In the native Rust binary, I link directly against the C API:

struct WrappedTree(Tree);
impl ParseTree for WrappedTree {
    fn root_node(&self) -> Box<dyn ParseNode<'_> + '_> {
        Box::new(WrappedNode(self.0.root_node()))
    }
}
struct WrappedNode<'a>(Node<'a>);
impl<'a> ParseNode<'a> for WrappedNode<'a> {
    fn walk(&self) -> Box<dyn ParseCursor<'a> + 'a> {
        Box::new(WrappedCursor(self.0.walk()))
    }
    fn kind(&self) -> String {
        self.0.kind().to_string()
    }
    fn utf8_text(&self, data: &'_ [u8]) -> String {
        self.0.utf8_text(data).unwrap().to_string()
    }
    fn is_named(&self) -> bool {
        self.0.is_named()
    }
}
struct WrappedCursor<'a>(TreeCursor<'a>);
impl<'a> ParseCursor<'a> for WrappedCursor<'a> {
    fn goto_first_child(&mut self) -> bool {
        self.0.goto_first_child()
    }
    fn goto_next_sibling(&mut self) -> bool {
        self.0.goto_next_sibling()
    }
    fn node(&self) -> Box<dyn ParseNode<'a> + 'a> {
        Box::new(WrappedNode(self.0.node()))
    }
    fn field_name(&self) -> Option<String> {
        self.0.field_name().map(|x| x.to_string())
    }
}

and in the Web version, I link against the tree-sitter Javascript library!
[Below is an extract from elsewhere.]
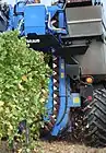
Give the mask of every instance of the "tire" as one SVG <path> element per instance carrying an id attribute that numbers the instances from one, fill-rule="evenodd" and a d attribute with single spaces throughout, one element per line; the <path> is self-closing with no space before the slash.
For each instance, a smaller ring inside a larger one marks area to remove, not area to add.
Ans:
<path id="1" fill-rule="evenodd" d="M 95 90 L 92 102 L 84 102 L 84 138 L 91 146 L 106 146 L 106 90 Z"/>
struct WrappedTree(stdweb::Value);
impl ParseTree for WrappedTree {
    fn root_node(&self) -> Box<dyn ParseNode<'_> + '_> {
        Box::new(WrappedNode(js!( return @{&self.0}.rootNode; )))
    }
}
struct WrappedNode(stdweb::Value);
impl<'a> ParseNode<'a> for WrappedNode {
    fn walk(&self) -> Box<dyn ParseCursor<'a> + 'a> {
        Box::new(WrappedCursor(js!( return @{&self.0}.walk(); )))
    }
    fn kind(&self) -> String {
        js!( return @{&self.0}.type; ).try_into().unwrap()
    }
    fn utf8_text(&self, _: &'_ [u8]) -> String {
        js!( return @{&self.0}.text; ).try_into().unwrap()
    }
    fn is_named(&self) -> bool {
        js!( return @{&self.0}.isNamed(); ).try_into().unwrap()
    }
}
struct WrappedCursor(stdweb::Value);
impl<'a> ParseCursor<'a> for WrappedCursor {
    fn goto_first_child(&mut self) -> bool {
        js!( return @{&self.0}.gotoFirstChild(); ).try_into().unwrap()
    }
    fn goto_next_sibling(&mut self) -> bool {
        js!( return @{&self.0}.gotoNextSibling(); ).try_into().unwrap()
    }
    fn node(&self) -> Box<dyn ParseNode<'a> + 'a> {
        Box::new(WrappedNode(js!( return @{&self.0}.currentNode(); )))
    }
    fn field_name(&self) -> Option<String> {
        js!( return @{&self.0}.currentFieldName(); ).try_into().unwrap()
    }
}

This generates some pretty horrendous Javascript, but it seems to work OK.

I’ll admit also that it’s pretty cool to write Rust code and have it do things that I associate pretty strongly with Javascript, like manipulating the DOM:

fn main() {
    stdweb::initialize();

    let input: TextAreaElement = document()
        .query_selector("#text-input")
        .unwrap()
        .unwrap()
        .try_into()
        .unwrap();
    let output = document().query_selector("#text-output").unwrap().unwrap();

    input.add_event_listener(enclose!( (input, output) move |_: InputEvent| {
        let s = input.value();
        let mut out = Vec::new();
        let _ = silly_format(Cursor::new(s), Cursor::new(&mut out), false, |x| {
            Box::new(WrappedTree(js!(
                return parser.parse(@{x});
            )))
        });
        let formatted = String::from_utf8_lossy(&out);
        output.set_text_content(&*formatted);
    }));

    stdweb::event_loop();
}

The long chains of unwrap are a little annoying, but it ends up actually looking pretty similar to the JS implementation.